OK, this proved to be a tricky one. At least for me.
I have this bad mesh (and many others which are worse yet) and I want to automate finding the lowest path or depression along the bottom of the concave upper surface (se blue line), starting with only the mesh and the plane, as they are found in the attached file.
“Lowest” is here defined by the inclination of the nearby plane (never mind how I arrive at that plane) and not by the normal of the WorldXY Plane. Given is that the plane’s Y-axis is pointing upwards, and I want to find the blue line:
Viewed from the other direction (Edit: Hm, strange, the picture disappears…adding a new one):
Again, the plane’s Y-axis determines what is up and what is “downward” (down = anti-parallel to the Y-axis). And in this direction I want to find the bottom-most mesh vertices in the “valley” of the upper surface. The bottom-most vertice could form a polyline by following the mesh edges, but it can also be mesh vertices on both sides of such a polyline (the mesh can be pretty bad, so it’s ok to just collect whatever points on the surface which are not located in a hole or the alike.).
There can be several problems with the mesh, like holes, and trashy “splinters” inside the mesh, and some of this trash is not connected to the surface, while some of the crap is connected to the outer mesh surface. In any case, this trash cannot be removed by Disjoint etc, because it may destroy parts of the mesh where this “trash” still serves as a kind of “surface boundary” on really bad meshes.
The plane in this example is deliberately placed a bit off the deepest path, simply because it will never be exactly where the bottom line will end up anyway. The plane will only provide with an inclination vector (its Y-axis) and will never provide with any location hint regarding the geometry. This inclination vector will not detemine the “slope” of the blue line, only the "deepest depression along the “valley”.
In the second picture I have drawn the blue line zigzaging a little bit, which would represent how a polylinje would follow the edges of the deepest depression, but what I am after is a straight line, which if you had dropped a pen or a pipe in the depression, and it would then have rolled down and found a resting position at the “bottom” of the valley. This means for example that the nearest part of the blue line (say, the nearest 1/4:th of the blue line) should not influence where the “bottom line” should find its resting position.
In this particular case the line would probably end up in a position something like in the following picture.
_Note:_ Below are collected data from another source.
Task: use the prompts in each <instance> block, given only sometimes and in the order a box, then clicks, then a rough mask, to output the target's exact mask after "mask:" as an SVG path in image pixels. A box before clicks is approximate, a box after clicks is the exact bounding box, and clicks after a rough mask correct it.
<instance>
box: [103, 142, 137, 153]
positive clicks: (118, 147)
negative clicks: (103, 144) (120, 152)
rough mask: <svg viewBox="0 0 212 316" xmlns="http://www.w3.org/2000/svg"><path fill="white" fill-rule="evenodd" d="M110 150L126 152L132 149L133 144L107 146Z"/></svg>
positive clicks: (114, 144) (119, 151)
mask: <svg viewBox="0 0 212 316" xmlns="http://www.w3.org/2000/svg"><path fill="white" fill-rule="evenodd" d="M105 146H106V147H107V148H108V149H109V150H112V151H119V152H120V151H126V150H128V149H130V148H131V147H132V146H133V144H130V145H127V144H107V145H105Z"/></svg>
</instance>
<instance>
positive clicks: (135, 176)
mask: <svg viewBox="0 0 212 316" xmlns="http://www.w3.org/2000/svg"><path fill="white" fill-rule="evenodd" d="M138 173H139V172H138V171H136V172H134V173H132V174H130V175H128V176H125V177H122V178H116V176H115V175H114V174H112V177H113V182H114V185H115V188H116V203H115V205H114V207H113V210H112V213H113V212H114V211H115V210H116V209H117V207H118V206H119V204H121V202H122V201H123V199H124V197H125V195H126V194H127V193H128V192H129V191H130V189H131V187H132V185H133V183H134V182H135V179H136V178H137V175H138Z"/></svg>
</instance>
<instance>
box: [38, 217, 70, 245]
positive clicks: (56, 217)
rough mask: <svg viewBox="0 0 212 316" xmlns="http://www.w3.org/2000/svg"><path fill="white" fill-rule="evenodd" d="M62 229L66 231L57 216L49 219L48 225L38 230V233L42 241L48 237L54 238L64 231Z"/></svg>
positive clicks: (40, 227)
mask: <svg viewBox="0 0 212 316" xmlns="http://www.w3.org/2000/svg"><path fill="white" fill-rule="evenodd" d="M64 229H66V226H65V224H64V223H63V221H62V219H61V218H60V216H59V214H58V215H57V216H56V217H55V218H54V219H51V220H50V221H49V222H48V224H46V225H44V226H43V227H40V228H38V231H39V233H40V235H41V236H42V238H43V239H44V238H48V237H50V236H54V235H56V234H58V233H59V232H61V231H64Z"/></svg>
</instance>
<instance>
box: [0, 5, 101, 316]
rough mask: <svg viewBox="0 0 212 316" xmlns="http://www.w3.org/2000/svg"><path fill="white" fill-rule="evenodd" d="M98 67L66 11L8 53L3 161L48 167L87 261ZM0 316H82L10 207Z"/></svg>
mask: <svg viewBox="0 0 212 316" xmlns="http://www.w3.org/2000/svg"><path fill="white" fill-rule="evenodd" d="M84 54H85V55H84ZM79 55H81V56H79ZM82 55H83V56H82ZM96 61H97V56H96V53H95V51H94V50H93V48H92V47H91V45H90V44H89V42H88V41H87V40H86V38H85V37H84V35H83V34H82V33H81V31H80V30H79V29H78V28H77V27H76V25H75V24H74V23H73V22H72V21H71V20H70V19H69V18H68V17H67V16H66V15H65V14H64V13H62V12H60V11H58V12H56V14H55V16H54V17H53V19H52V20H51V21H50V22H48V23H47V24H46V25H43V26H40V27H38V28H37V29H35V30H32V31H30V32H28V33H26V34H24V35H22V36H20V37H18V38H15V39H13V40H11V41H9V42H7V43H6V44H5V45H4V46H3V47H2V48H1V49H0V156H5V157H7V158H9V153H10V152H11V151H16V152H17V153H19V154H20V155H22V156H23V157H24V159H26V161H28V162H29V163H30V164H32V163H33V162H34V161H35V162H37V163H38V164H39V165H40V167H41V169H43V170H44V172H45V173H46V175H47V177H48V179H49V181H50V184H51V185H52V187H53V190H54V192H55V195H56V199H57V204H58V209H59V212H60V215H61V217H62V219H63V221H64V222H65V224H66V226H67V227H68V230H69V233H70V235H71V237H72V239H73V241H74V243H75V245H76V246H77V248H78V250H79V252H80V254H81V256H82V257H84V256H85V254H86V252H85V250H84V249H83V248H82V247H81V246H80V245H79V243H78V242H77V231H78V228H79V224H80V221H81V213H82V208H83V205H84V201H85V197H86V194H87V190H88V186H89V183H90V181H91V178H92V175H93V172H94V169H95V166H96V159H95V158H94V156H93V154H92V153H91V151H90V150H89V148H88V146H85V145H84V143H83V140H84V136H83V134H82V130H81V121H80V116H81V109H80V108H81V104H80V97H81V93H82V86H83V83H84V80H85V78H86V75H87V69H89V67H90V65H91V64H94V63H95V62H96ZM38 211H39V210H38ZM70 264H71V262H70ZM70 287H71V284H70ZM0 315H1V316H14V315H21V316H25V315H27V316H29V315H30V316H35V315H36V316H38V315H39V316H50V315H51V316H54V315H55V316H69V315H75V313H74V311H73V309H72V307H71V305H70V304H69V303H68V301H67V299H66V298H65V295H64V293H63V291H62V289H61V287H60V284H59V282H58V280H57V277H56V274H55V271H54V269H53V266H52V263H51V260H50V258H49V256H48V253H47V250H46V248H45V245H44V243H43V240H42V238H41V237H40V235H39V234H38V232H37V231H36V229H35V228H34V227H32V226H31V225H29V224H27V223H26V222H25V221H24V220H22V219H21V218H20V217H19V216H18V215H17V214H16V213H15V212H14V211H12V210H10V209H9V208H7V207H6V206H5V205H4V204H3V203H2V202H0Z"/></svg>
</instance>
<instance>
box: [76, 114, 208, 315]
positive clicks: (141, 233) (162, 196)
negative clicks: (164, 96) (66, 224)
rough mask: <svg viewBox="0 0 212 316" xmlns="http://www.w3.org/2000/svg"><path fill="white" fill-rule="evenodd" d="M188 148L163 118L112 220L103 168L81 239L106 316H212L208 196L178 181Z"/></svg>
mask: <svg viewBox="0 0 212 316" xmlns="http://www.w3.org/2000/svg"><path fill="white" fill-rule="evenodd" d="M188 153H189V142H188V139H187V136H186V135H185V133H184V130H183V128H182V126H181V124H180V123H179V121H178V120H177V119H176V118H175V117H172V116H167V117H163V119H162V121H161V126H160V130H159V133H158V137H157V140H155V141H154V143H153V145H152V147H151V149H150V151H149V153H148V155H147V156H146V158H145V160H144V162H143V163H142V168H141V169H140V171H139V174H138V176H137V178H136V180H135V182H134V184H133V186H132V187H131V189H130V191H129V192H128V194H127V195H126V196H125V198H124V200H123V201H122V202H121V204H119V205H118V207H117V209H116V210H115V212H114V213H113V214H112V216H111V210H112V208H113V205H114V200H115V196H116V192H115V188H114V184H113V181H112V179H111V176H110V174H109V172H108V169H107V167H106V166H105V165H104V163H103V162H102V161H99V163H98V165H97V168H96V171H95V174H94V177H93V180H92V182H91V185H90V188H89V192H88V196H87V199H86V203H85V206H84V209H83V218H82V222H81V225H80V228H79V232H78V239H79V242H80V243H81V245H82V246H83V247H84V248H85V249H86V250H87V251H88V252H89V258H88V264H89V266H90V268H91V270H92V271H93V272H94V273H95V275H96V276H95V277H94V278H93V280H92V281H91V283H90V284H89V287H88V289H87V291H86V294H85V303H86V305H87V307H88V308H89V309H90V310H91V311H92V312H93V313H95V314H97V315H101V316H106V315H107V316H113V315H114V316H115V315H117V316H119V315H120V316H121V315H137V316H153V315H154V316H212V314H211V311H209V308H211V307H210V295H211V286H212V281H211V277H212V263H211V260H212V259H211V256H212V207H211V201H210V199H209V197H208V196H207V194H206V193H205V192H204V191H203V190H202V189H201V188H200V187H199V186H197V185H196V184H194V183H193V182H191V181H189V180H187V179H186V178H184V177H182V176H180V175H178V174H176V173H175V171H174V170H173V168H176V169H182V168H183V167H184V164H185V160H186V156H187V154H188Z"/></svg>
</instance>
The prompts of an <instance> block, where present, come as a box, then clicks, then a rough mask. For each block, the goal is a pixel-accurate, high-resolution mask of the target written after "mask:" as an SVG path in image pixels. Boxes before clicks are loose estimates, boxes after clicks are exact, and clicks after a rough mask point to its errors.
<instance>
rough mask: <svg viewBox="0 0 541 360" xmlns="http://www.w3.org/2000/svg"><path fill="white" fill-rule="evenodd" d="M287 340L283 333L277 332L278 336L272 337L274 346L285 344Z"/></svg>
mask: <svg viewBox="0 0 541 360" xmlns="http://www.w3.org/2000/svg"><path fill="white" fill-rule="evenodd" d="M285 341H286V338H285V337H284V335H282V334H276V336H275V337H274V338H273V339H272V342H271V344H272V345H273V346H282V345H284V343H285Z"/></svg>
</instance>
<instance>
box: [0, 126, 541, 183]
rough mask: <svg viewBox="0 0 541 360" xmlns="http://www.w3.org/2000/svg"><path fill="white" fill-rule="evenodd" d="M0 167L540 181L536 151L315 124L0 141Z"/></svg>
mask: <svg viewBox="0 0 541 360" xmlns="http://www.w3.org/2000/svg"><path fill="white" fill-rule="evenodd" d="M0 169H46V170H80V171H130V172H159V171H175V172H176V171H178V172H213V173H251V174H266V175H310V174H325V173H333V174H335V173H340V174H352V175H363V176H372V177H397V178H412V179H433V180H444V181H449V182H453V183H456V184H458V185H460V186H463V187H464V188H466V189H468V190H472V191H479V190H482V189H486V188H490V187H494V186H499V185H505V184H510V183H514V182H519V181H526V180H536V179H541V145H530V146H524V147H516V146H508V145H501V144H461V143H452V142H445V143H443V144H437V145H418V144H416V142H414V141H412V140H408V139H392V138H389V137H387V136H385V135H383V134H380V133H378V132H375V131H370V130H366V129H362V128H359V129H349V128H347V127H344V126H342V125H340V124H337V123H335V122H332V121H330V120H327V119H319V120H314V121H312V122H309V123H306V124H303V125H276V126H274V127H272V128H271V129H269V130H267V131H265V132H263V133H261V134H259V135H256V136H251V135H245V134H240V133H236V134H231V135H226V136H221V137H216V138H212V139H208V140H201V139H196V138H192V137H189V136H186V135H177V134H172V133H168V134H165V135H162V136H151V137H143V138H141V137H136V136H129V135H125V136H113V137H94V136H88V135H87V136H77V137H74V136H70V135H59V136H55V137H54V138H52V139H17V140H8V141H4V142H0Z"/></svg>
One could think of including vertices to a depth of e “pipe radius” so as to get more points indicating “bottom-most”:
The final line would be a Fit Line based on the bottom-most mesh vertices found. For some reason this particular case seems being trickier than I first thought, but if any of you guys already have solved something like this I’d be happy to learn your trick. Hint: Deformities and holes in the mesh can cause serious trouble.